Understanding and embracing both industries has played a significant role in Skeggs Goldstien’s business development or as Mr Goldstien says, it’s been the “differentiator”.

While he acknowledges there will always be a need for both dedicated accountants and financial planners, advisers who excel at holistic advice will soon become essential. This is where he sees the true value in what he provides for his clients.

“Clients are expecting this advice from their accountants and if they can’t [provide it], those people will go somewhere else, and the same applies to financial planning.”

An ‘orange business’

Mr Goldstien and his team remain true to the concept of ‘a foot in both camps’. However, instead of keeping the two camps separate, he champions a more inclusive business model. Mr Goldstien calls this the ‘orange business’.

The colour red has been assigned to the financial planning sector and yellow to accounting. By combining the two colours, Mr Goldstien creates an offering that he believes is a unique and value-adding client experience.

“When we talk, all of our staff we are talking about ‘building orange’ and that’s the focus of what we are trying to build here, which is not just an accounting practice or servicing a financial planning business or vice versa. It’s about building a different type of business that combines the best of the two. This is the orange,” he says.

Mr Goldstien now spends most of his time dedicated to building a client base around this model, and ensuring that constantly shifting client expectations are met.

“There’s growth in the markets we work in so there is no need to change. We have fairly clear client value propositions. We are in the areas of business advisory, wealth management, tax and accounting. We then run the business advisor model, which is the orange model,” he explains.

Embracing innovation

The role of technology in advice remains open to debate, with some believing embracing tech has merit while others fear it will damage their practice.

Mr Goldstien is a strong advocate for the adoption of innovative technology.

“I love it. I think pricing pressures on all industries at the moment mean the only way to get ahead is to embrace a bit of innovation,” he says.

While Mr Goldstien is aware that technology is not the be all and end all for accounting and financial planning, he says it’s an area the industry cannot ignore. Technology has boosted Skeggs Goldstien’s efficiency in its advice delivery to clients.

“You have to be more efficient with the way you deliver your services and the only way to do so is through technology. You can keep charging similar rates.

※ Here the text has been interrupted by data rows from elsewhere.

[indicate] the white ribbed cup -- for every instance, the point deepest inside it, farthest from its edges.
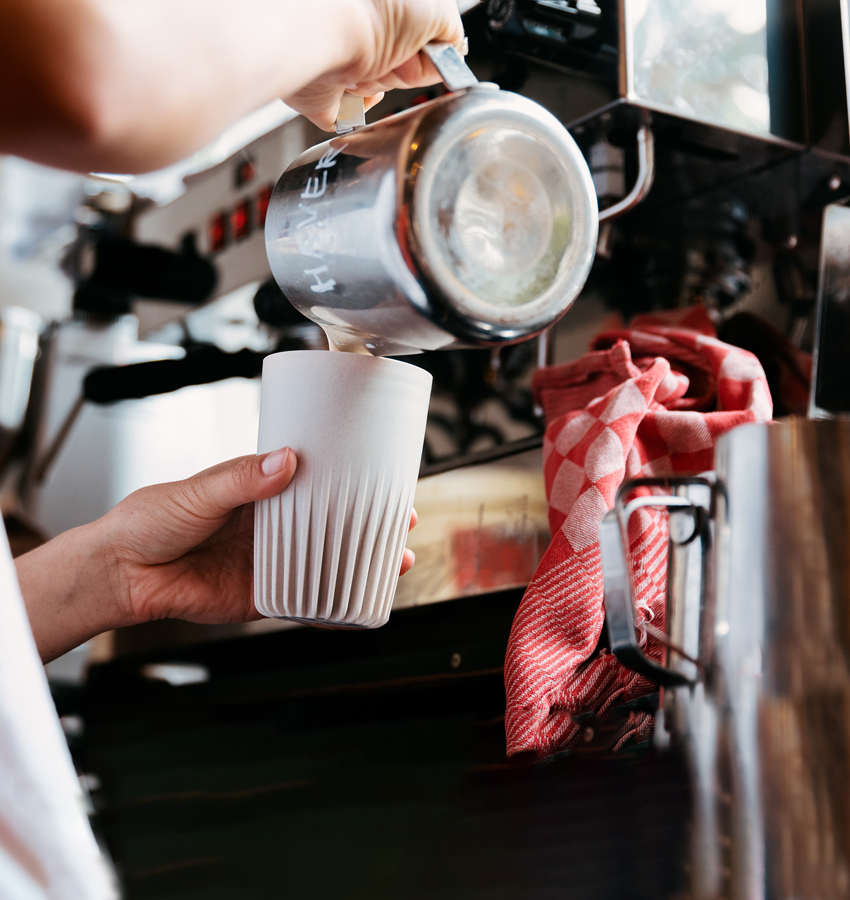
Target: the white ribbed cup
(328, 549)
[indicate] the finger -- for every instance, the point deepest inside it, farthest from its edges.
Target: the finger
(374, 100)
(218, 491)
(320, 104)
(408, 558)
(418, 71)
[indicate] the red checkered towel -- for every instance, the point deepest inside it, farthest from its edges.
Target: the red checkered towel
(650, 400)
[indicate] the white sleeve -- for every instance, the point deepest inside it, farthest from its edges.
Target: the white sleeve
(45, 838)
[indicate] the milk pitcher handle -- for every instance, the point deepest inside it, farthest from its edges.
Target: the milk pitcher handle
(619, 603)
(448, 61)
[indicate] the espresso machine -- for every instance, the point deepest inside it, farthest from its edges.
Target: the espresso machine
(715, 139)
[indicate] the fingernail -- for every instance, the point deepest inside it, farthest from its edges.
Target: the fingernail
(274, 462)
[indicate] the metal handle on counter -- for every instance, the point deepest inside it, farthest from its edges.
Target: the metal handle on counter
(643, 182)
(448, 61)
(619, 604)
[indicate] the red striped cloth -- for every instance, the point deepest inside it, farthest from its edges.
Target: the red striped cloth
(650, 400)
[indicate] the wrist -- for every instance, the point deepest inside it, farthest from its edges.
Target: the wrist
(70, 590)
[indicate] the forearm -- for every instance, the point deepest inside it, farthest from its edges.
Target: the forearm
(130, 85)
(69, 590)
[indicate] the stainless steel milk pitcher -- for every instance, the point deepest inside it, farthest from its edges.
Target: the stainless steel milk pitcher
(470, 219)
(757, 667)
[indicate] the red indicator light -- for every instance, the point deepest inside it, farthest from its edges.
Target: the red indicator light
(240, 221)
(263, 197)
(218, 233)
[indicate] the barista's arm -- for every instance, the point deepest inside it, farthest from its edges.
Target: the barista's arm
(182, 550)
(133, 85)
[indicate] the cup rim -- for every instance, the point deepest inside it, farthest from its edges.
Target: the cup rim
(337, 358)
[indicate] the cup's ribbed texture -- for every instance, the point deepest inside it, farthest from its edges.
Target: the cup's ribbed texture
(329, 549)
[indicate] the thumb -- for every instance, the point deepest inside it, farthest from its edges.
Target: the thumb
(215, 492)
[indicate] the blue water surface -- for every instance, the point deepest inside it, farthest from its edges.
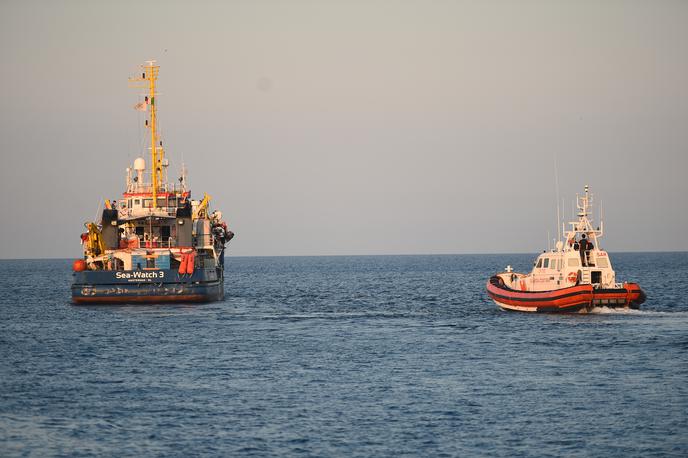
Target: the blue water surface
(344, 356)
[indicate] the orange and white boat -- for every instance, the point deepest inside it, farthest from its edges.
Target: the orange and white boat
(575, 276)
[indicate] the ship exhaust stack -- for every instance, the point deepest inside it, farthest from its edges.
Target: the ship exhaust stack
(109, 231)
(184, 226)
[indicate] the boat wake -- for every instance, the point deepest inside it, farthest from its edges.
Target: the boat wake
(627, 311)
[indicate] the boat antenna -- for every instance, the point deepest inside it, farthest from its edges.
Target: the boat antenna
(556, 183)
(150, 75)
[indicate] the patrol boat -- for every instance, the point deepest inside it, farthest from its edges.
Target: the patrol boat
(576, 276)
(155, 244)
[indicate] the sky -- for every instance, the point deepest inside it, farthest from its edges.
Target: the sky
(353, 127)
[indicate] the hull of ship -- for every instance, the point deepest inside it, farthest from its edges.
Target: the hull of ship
(565, 300)
(147, 287)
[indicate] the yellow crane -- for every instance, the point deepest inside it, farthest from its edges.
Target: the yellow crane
(202, 209)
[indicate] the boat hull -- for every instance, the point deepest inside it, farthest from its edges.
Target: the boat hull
(565, 300)
(147, 287)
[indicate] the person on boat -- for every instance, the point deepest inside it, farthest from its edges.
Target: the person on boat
(583, 247)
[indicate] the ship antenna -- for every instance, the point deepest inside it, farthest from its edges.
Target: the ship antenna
(556, 182)
(150, 75)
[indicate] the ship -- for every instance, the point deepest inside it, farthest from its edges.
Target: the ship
(576, 276)
(156, 244)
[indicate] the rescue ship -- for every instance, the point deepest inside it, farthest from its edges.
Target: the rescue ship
(576, 276)
(156, 244)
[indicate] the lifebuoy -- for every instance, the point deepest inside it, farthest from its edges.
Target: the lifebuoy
(182, 264)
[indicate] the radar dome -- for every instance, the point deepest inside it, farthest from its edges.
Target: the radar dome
(139, 164)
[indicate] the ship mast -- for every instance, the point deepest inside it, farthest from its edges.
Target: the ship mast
(157, 153)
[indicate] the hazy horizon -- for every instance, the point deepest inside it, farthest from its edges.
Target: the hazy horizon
(347, 128)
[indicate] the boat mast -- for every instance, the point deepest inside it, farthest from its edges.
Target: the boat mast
(157, 153)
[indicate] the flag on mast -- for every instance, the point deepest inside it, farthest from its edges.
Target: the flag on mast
(141, 106)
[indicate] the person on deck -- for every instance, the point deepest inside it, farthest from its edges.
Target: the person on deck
(583, 247)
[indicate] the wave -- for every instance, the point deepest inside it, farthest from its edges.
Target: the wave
(641, 312)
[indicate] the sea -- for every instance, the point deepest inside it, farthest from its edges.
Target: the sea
(361, 356)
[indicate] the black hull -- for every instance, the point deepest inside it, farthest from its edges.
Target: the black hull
(147, 287)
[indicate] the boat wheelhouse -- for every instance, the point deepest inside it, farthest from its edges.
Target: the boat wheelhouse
(576, 275)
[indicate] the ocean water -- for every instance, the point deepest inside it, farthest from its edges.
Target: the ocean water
(344, 356)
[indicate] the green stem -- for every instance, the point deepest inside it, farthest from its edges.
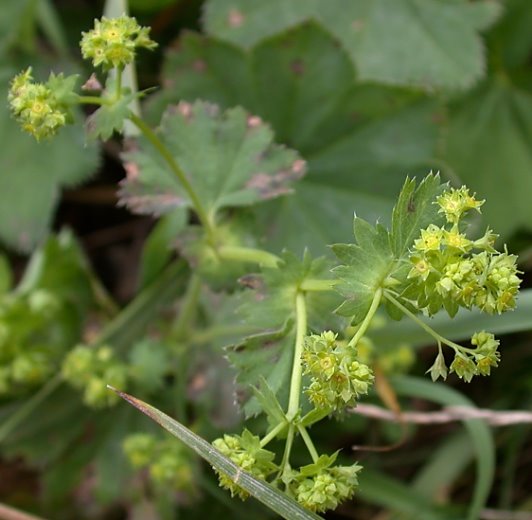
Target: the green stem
(438, 337)
(367, 320)
(247, 254)
(318, 285)
(188, 308)
(295, 381)
(179, 333)
(29, 406)
(118, 78)
(287, 449)
(272, 434)
(179, 173)
(205, 336)
(92, 100)
(308, 443)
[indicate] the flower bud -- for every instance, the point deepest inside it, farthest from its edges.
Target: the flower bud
(113, 41)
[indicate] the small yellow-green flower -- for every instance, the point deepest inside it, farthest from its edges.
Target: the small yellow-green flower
(431, 239)
(35, 106)
(113, 41)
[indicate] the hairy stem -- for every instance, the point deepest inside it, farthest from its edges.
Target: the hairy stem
(179, 333)
(316, 285)
(295, 381)
(367, 320)
(272, 434)
(118, 91)
(179, 173)
(92, 100)
(287, 449)
(308, 443)
(247, 254)
(438, 337)
(188, 308)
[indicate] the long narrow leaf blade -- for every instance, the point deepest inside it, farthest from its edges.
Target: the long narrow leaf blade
(262, 491)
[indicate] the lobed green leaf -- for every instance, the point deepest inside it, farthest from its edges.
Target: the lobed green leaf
(405, 42)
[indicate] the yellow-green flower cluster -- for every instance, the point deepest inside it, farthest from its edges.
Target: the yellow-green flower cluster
(245, 451)
(450, 270)
(91, 370)
(321, 487)
(468, 363)
(113, 41)
(36, 107)
(169, 463)
(337, 377)
(29, 345)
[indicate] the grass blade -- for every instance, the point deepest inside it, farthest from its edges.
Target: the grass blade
(262, 491)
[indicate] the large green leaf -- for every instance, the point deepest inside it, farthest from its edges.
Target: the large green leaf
(364, 267)
(273, 498)
(405, 42)
(488, 146)
(229, 159)
(268, 353)
(359, 140)
(32, 175)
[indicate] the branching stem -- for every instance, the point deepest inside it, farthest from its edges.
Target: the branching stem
(438, 337)
(295, 381)
(247, 254)
(272, 434)
(317, 285)
(179, 173)
(367, 319)
(308, 443)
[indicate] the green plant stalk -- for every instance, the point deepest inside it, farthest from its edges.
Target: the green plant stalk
(308, 443)
(179, 333)
(179, 173)
(248, 254)
(287, 450)
(188, 308)
(272, 434)
(295, 381)
(316, 285)
(118, 78)
(221, 331)
(92, 100)
(377, 297)
(438, 337)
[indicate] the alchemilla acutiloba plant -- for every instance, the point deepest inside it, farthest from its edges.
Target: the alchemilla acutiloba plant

You aren’t charging them any more or any less but you’re providing a much better service,” he says.

On top of embracing technological advances, Mr Goldstien has also developed a media presence, frequently appearing as a financial commentator on Sky News’ business channel.

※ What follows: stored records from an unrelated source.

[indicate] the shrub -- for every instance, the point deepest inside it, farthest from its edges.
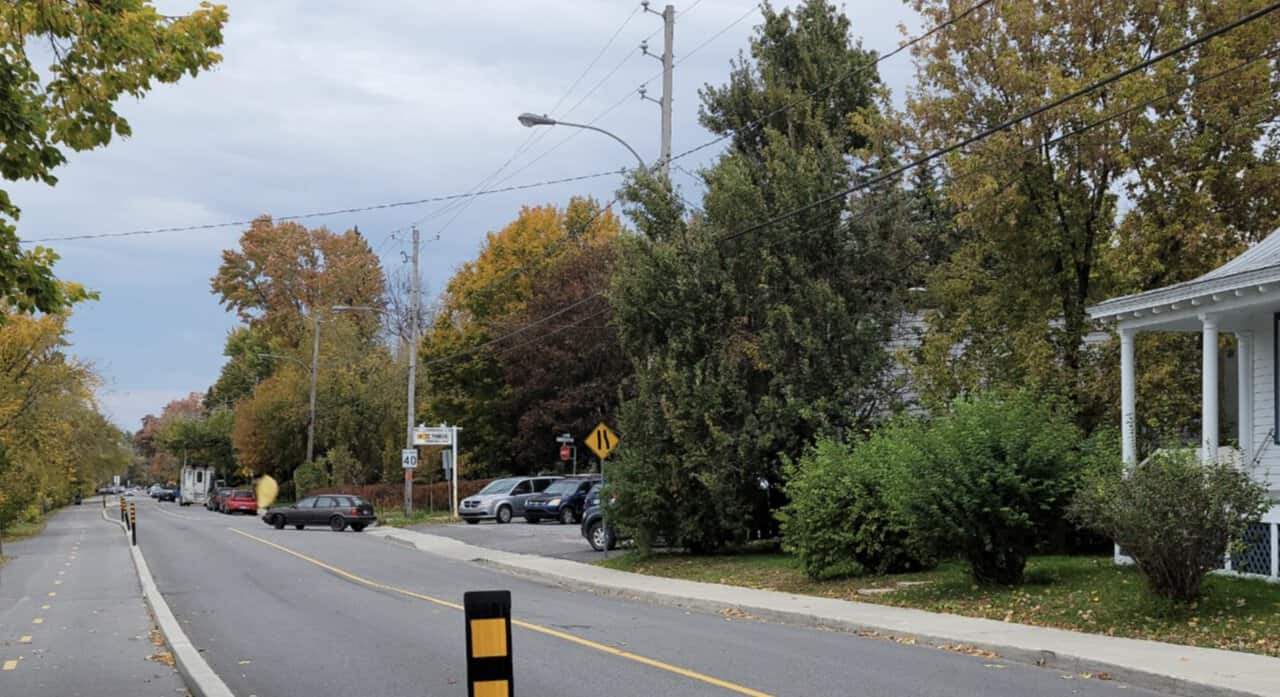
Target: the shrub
(992, 476)
(311, 475)
(839, 521)
(1173, 516)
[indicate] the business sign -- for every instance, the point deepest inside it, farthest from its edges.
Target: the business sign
(433, 435)
(408, 458)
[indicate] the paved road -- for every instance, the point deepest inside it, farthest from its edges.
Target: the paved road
(292, 614)
(72, 615)
(548, 539)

“We obviously talk about being SMSF specialists and working in accounting and financial planning, so that’s been really good for us in promoting what we are trying to achieve.”

Looking to the future

Looking ahead, Mr Goldstien sees areas for improvement in the accounting and financial planning sectors.

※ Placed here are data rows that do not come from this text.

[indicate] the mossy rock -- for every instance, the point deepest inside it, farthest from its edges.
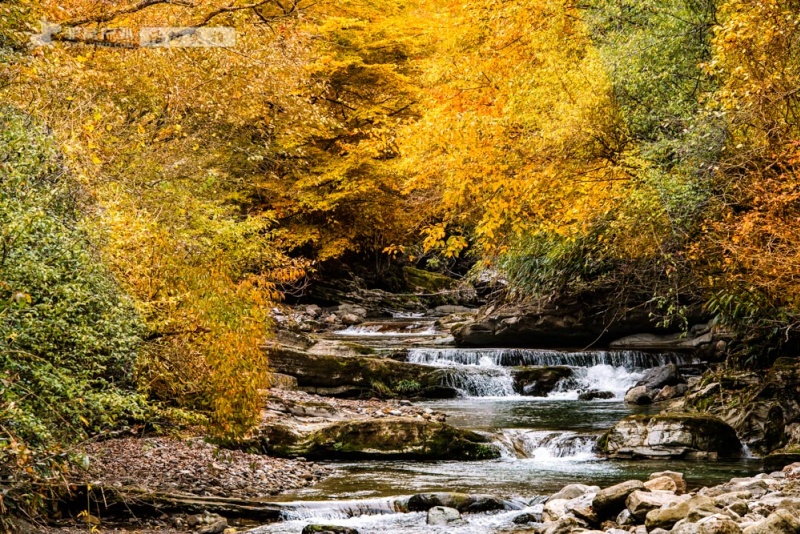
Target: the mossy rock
(385, 438)
(539, 381)
(427, 281)
(353, 375)
(778, 460)
(672, 435)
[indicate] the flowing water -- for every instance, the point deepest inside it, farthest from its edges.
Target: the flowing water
(546, 442)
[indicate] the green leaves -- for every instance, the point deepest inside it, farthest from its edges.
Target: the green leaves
(68, 336)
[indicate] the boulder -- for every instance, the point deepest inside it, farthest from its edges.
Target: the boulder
(671, 435)
(610, 501)
(334, 375)
(572, 491)
(718, 524)
(666, 518)
(593, 394)
(539, 381)
(640, 502)
(666, 393)
(663, 483)
(670, 342)
(566, 525)
(442, 515)
(778, 460)
(658, 377)
(581, 507)
(384, 438)
(761, 406)
(640, 395)
(462, 502)
(328, 529)
(554, 509)
(778, 522)
(680, 483)
(528, 517)
(557, 325)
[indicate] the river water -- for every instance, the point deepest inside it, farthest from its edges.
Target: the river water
(546, 442)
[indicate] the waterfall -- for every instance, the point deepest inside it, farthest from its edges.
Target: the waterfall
(629, 359)
(479, 382)
(387, 329)
(616, 380)
(343, 509)
(546, 445)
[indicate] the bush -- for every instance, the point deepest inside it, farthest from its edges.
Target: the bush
(68, 336)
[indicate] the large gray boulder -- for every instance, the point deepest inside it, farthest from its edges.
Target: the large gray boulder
(462, 502)
(640, 502)
(658, 377)
(779, 522)
(441, 516)
(610, 501)
(689, 509)
(671, 435)
(384, 438)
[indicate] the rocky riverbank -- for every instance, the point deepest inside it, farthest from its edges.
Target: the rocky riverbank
(764, 504)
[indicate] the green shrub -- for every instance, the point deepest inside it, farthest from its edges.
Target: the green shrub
(68, 336)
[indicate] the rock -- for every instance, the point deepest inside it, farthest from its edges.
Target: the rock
(462, 502)
(624, 518)
(658, 377)
(325, 373)
(739, 508)
(639, 395)
(640, 502)
(349, 319)
(280, 381)
(554, 325)
(328, 529)
(442, 515)
(779, 522)
(524, 519)
(351, 309)
(679, 341)
(667, 517)
(539, 381)
(610, 501)
(451, 310)
(676, 477)
(661, 484)
(554, 509)
(386, 438)
(778, 460)
(717, 524)
(216, 526)
(581, 507)
(675, 435)
(313, 311)
(572, 491)
(566, 525)
(666, 393)
(593, 394)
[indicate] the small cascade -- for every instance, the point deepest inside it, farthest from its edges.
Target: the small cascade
(344, 509)
(616, 380)
(390, 330)
(629, 359)
(479, 382)
(547, 445)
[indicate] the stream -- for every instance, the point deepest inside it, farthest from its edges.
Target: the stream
(546, 442)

For example, professionals should be more reactive, whether it’s responding to legislative changes, technology or shifting client expectations. The latter, he says, is crucial to success and growth.

“It’s about providing a combination of the two [services] and not just one. There’s a need to speak to clients to understand their concerns and achieve their outcomes.”

Mr Goldstien also says it’s important to be aware of impending changes and trends in both industries.

“I do believe that on both sides of the business there needs to be awareness of the changes that are coming. It’s consumer driven and there is no doubt that what has been spoken about in the short term will come around in the long term,” he says.

At Skeggs Goldstien, regardless of the nature of any new regulations and changes, the focus will always be on the clients. Being prepared is what sets successful professionals apart, Mr Goldstien says.

“These changes may not happen immediately but they will happen, and businesses need to be prepared for that, particularly in using them effectively to benefit our clients.”